Tony Ward: Let there be no doubt about it - this modest man was a legend of both Munster and Irish rugby

Anthony Foley in action for Ireland in 2000. Photo: Matt Browne
Anthony Foley in action for Ireland in 2000. Photo: Matt Browne
Tony Ward

Tony Ward

Sometimes words just fail. Yesterday at around 2pm when news came through from Paris of Anthony Foley's tragic passing, I, like I'm sure so many, found myself bereft of logic. I mean what do you say about a recently retired professional sportsman with his full life to live and still only starting out on that exciting journey beyond playing?

In a sporting context, sometimes the term 'legend' can be used very loosely, so let there be no ambiguity here. Anthony Foley was, is and will always be a legend of Munster and Irish rugby, but specifically the former. I first became aware of his prowess on the rugby field in the late eighties and early nineties through his performances for St Munchin's at JCT and almost immediately at SCT level too.
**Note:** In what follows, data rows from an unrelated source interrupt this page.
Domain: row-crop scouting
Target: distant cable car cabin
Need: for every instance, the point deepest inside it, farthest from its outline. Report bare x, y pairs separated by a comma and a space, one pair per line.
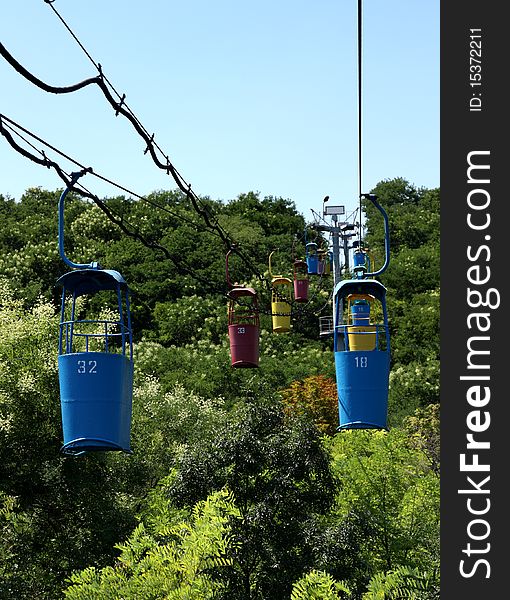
281, 293
95, 360
362, 344
301, 281
312, 258
243, 324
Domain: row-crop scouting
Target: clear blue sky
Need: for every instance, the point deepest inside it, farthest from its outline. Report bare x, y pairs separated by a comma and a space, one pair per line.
242, 96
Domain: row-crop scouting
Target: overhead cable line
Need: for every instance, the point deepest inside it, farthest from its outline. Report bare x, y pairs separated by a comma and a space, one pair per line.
125, 226
122, 108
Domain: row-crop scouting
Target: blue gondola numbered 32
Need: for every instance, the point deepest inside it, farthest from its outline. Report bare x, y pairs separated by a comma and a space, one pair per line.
362, 344
95, 358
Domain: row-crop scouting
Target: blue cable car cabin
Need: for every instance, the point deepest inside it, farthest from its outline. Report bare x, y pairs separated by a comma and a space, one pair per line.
362, 353
95, 366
By his fifth year at the Corbally school he was not alone the Munster No 8 but also the lynchpin in the middle of the backrow for the Ireland Schools as well. All in all he played in eight successive schools internationals between 1991 and 1992. The word was out of a superstar in the making.

Naturally, I probed his dad Brendan as to his potential at the time and, with typical Foley modesty, "not bad" was as good as I could get. To put it simply, Anthony - or Axel as he is more popularly known - was cut out of his dad's cloth. Shy by nature, but never suffering fools. If Axel didn't like you, he let you know. I guess I had an advantage in that, because of the age difference, I was, along with footballing heroes Frank Stapleton and Bryan Robson, his sporting hero growing up "closer to home".

That admiration was to be reciprocated over the years as Foley the fledgling superstar fulfilled all that underage potential when making the step up to senior - first with Shannon, subsequently with Munster and ultimately with Ireland. He wasn't a dynamic, ball-carrying No 8 in, say, the Lawrence Dallaglio or Victor Costello mould, but what he lacked in athleticism, and by God he was no slouch, he more than compensated for through pure footballing intellect. Anthony was the thinking man's No 8, with the ball or without. He seldom failed to get across the gain line when in possession and in a defensive capacity his organisation and line of cover was second to none. Both Alan Quinlan and David Wallace will bear testimony to that, Denis Leamy too.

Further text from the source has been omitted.